Add a "YouAreAlive" alert that fires when Prom fails to scrape the service
for 5 min. Pair with a heartbeat external monitor (Better Stack, UptimeRobot,
or a cron that checks Alertmanager). Without it, the alerting system can
fail silently.

```yaml
- alert: ScrapeDown
  expr: up{job="$SERVICE"} == 0
  for: 5m
  labels: { severity: page }
  annotations: { summary: "$SERVICE: Prometheus cannot scrape for 5 min" }
```

## 5e — Runbook stub (mandatory)

Write `docs/runbooks/$SERVICE.md` with one section per alert name, each
containing: symptom, first-check, rollback, escalation.
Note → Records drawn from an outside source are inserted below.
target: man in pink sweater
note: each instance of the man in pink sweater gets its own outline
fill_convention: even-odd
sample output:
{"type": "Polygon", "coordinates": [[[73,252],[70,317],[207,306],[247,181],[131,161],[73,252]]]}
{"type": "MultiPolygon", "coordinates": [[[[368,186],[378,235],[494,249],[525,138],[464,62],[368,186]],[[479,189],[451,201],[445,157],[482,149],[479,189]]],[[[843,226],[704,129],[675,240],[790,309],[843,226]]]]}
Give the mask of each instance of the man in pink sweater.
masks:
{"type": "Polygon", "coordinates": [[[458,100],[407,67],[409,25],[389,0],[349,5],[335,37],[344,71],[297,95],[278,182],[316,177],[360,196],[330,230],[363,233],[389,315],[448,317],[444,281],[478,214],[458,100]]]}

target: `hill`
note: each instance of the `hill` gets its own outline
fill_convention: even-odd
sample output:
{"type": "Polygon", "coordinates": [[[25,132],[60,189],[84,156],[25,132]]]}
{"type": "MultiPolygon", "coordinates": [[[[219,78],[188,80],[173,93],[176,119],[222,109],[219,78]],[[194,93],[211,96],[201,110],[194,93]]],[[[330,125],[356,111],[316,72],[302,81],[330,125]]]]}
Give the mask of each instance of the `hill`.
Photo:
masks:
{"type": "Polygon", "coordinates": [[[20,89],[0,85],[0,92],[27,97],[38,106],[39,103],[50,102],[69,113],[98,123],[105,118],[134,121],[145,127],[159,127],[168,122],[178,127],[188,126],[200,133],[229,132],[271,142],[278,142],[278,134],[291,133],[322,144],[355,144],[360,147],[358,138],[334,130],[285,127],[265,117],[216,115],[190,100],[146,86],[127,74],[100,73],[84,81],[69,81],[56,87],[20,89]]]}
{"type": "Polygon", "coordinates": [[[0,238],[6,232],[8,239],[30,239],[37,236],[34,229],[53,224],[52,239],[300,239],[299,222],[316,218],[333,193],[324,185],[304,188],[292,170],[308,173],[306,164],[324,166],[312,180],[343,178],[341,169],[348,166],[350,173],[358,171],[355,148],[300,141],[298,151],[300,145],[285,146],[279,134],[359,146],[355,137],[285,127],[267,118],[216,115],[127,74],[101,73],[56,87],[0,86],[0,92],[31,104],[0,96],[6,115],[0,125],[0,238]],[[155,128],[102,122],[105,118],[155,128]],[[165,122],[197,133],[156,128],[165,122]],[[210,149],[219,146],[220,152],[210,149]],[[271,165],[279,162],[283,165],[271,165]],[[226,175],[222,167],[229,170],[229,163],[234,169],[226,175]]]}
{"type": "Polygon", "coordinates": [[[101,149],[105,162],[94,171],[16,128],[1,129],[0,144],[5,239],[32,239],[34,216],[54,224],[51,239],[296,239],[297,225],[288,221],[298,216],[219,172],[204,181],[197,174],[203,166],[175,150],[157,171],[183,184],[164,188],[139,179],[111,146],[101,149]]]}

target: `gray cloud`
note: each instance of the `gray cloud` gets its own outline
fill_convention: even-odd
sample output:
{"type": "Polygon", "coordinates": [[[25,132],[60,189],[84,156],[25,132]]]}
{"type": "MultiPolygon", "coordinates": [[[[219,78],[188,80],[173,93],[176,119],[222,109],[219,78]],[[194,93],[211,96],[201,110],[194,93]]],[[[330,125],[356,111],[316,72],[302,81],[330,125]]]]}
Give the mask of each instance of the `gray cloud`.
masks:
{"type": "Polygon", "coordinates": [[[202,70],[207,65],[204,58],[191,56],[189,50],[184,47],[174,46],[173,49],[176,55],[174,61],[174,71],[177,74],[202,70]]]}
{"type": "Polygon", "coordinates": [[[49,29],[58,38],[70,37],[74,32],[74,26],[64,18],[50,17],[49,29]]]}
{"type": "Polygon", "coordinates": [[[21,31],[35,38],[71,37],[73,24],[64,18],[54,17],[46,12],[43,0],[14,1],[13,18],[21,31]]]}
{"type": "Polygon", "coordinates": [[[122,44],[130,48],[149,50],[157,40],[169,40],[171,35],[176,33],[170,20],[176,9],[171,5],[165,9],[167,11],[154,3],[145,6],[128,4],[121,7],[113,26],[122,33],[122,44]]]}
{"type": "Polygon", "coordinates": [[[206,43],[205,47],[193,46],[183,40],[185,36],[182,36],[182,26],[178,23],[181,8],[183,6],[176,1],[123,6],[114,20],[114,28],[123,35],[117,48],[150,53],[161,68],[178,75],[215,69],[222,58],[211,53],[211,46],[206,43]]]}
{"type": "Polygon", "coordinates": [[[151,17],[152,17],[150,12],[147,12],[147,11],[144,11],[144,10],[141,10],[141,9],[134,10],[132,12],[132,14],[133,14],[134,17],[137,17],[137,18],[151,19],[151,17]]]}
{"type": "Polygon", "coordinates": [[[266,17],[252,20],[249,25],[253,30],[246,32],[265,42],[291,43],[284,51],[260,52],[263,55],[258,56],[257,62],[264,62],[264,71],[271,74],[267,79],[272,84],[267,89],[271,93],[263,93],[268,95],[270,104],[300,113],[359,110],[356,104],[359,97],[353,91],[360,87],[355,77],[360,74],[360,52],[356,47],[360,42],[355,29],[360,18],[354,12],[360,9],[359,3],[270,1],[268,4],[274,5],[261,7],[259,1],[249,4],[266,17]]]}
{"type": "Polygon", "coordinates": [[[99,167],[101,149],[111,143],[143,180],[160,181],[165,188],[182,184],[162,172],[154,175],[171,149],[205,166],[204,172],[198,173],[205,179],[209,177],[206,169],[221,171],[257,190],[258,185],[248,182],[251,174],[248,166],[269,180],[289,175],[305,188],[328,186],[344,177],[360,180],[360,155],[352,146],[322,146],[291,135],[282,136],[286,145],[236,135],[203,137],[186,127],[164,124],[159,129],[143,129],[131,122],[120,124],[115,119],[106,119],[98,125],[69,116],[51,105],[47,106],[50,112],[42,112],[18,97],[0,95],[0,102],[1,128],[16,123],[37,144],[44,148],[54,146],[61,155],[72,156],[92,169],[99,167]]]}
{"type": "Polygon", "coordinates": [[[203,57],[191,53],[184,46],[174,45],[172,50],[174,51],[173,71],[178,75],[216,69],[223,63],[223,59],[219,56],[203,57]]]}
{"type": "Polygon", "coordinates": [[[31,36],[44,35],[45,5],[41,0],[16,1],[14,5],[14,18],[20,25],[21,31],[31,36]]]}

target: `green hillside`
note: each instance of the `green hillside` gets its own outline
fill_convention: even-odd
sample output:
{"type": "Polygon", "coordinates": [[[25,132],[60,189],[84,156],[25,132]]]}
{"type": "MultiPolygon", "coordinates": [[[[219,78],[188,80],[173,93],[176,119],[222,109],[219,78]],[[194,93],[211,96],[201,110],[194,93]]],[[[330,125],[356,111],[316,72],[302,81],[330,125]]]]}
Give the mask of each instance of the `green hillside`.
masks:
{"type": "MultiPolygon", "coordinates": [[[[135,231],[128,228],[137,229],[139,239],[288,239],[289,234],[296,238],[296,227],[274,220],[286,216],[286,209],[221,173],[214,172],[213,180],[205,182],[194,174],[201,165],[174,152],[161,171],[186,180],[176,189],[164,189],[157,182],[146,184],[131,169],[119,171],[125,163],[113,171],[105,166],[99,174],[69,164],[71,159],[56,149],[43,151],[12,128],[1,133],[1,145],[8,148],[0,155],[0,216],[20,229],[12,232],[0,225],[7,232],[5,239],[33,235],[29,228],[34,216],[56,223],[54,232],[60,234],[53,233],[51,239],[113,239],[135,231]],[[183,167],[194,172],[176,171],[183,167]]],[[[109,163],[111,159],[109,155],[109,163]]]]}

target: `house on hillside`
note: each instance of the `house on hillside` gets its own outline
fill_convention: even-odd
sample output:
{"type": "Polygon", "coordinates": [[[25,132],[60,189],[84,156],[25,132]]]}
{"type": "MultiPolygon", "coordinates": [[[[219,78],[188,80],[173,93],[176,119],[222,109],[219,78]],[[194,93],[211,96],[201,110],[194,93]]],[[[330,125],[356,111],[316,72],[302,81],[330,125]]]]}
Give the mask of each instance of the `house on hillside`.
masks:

Empty runbook links
in annotations are a documented anti-pattern — fill the stub now with at
least "TODO after first incident".

## Verify-criterion

- `alerts/$SERVICE.yaml` contains the four starter rules + `ScrapeDown`.
- Delivery channel config written (or referenced in `alerts/README.md` for
  vendor-managed channels).
- `docs/runbooks/$SERVICE.md` stub exists with one section per alert.
- `ALERTS` list populated for the final report.
- No credential literal in any generated file — env / file-refs only.